Irmina había estado en contacto con la alta sociedad últimamente, lo que naturalmente le permitió captar ciertas insinuaciones en sus conversaciones. Que Camila se hubiera adelantado para defenderla ya era sorprendente. A pesar de sus diferencias, en ese momento, estaba muy agradecida con Camila.
Parecía que la tía de Benigno había dado un paso atrás para mediar, pero claramente estaba poniendo a Camila en la mira. Si ésta seguía insistiendo en el asunto, estaría ofendiendo a Samuel y causando un escándalo sin considerar la situación, deshonrando a la familia Duarte.
Irmina salió de detrás: "Estoy muy clara sobre si esto es un malentendido o no. Gracias, prima, por defenderme, pero puedo manejar mis propios asuntos, no tienes que preocuparte por mí".
Luego desvió a Camila del tema y continuó: "Mi desacuerdo con el presidente Fuentes no se puede explicar en unas pocas palabras, así que realmente no es asunto de nadie más.

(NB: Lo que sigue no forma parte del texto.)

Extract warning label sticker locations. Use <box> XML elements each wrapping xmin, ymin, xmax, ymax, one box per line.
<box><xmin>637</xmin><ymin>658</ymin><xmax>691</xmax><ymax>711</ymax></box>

Si la familia Fuentes quiere arrebatarme la custodia, entonces que el presidente Fuentes lleve a Elián a demandarme en el tribunal. Estoy más que dispuesta a enfrentarme en este caso de custodia. Pero me temo que la familia Fuentes no tiene muchas posibilidades de ganar, y definitivamente no permitiré que nadie me manipule más. Así que adelante".
Al escuchar las palabras de Irmina, Samuel frunció el ceño. Solo entonces Camila se enteró de la verdadera identidad del hombre delante de ella. Muy pocas personas en Nebula sabían acerca del hijo entre Irmina y Elián. En ese momento que Irmina había revelado ese asunto, la expresión en el rostro de todos cambió a una de sorpresa.
Eustolia, al oírla, suspiró aliviada y tiró suavemente de la mano de Camila, diciendo en voz baja: "Camila, esto es después de todo un asunto interno de la familia Fuentes, realmente no deberíamos intervenir. La subasta está a punto de comenzar, vamos todos al salón de subastas".
Camila no quería tener un conflicto con Eustolia por esto, así que asintió y estuvo de acuerdo; bajo la guía de Eustolia, todos se dirigieron hacia el salón de subastas. Samuel, bajo la mirada de todos, resopló fríamente y se dirigió al salón de subastas.